Régions Chartres

Beaulieu joue l’ouverture

Après avoir longtemps traîné une mauvaise réputation, le quartier HLM de Beaulieu, à l’entrée sud-est de Chartres (Eure-et-Loir), ouvre un nouveau chapitre de son histoire. Alors que la première phase de sa recomposition vient de s’achever sous la houlette de l’agence parisienne Arc.
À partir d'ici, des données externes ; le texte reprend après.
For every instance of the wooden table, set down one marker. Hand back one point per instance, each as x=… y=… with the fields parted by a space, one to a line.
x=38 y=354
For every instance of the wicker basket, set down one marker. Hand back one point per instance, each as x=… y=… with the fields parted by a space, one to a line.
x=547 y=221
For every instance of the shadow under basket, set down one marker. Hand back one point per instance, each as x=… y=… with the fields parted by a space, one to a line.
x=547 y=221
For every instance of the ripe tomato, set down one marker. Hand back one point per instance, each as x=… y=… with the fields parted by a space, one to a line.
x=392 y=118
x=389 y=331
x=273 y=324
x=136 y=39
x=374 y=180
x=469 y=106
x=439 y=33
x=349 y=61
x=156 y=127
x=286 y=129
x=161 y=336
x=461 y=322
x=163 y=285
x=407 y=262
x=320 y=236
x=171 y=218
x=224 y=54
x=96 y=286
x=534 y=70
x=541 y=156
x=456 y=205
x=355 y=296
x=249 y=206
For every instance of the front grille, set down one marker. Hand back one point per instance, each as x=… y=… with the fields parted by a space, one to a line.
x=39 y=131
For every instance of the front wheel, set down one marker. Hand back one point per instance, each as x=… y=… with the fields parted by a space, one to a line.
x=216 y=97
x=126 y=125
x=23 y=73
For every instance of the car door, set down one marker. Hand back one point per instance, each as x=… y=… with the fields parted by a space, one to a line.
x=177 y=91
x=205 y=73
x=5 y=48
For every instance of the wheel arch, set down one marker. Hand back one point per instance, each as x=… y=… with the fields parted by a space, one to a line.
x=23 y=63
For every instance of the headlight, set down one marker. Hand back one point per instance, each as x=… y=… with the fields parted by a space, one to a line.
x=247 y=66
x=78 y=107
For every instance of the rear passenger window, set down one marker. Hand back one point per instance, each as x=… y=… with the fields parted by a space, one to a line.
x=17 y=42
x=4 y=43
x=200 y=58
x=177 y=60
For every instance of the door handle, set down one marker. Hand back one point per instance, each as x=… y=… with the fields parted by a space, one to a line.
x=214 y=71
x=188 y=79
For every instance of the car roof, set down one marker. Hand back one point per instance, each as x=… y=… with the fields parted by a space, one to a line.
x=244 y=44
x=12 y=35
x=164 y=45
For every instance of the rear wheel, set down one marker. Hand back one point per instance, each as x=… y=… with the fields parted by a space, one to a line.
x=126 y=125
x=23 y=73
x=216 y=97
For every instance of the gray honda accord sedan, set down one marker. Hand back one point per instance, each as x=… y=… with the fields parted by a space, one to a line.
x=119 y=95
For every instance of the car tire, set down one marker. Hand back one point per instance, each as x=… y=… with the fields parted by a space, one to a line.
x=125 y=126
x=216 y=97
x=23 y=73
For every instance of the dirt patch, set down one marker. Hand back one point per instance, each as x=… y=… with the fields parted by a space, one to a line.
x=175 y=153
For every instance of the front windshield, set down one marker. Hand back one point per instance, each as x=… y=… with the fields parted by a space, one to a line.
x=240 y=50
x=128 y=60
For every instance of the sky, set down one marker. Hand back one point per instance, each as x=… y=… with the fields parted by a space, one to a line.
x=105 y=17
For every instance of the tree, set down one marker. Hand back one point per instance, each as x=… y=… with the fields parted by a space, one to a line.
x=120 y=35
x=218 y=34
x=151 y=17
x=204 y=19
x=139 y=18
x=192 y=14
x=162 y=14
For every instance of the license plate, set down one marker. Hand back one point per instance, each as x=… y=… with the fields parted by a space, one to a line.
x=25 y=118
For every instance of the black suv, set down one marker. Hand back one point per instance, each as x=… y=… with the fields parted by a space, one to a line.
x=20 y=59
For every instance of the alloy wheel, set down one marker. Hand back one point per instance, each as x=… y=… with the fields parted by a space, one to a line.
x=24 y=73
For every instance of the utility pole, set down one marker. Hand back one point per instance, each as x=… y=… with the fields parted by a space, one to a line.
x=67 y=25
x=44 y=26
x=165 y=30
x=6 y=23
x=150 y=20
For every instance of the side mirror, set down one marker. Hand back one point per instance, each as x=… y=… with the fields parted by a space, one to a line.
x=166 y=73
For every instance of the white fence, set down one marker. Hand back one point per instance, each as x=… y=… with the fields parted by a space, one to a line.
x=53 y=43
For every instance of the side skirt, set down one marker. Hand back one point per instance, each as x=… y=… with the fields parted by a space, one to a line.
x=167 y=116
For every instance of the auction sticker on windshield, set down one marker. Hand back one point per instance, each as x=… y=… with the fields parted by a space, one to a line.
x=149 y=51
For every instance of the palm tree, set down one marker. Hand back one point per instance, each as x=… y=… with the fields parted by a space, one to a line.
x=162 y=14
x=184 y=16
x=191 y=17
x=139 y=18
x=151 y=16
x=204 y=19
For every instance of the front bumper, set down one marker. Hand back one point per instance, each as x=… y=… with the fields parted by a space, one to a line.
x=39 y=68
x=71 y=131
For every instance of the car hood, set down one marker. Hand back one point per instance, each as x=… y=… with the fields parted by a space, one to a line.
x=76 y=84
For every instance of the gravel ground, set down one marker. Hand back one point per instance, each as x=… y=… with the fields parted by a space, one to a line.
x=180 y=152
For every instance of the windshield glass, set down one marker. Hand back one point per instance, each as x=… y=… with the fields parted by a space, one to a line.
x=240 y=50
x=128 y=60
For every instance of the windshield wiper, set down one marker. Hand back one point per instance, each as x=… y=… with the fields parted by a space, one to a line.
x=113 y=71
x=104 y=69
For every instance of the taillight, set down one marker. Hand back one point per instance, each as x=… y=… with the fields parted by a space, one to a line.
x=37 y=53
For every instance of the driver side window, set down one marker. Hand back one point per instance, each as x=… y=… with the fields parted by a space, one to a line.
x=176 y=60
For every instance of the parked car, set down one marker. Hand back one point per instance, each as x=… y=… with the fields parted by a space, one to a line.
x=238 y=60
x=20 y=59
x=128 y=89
Ame, qui a supervisé dix ans de travaux, la seconde s’amorce, avec de nouvelles démolitions en projet. « Nous avions établi le constat d’un quartier fermé sur lui-même, avec des espaces extérieurs inaccessibles. Nous avons donc fait le pari de l’ouvrir, en redessinant des îlots et en créant une nouvelle trame viaire », explique l’architecte urbaniste Laurent Pezin.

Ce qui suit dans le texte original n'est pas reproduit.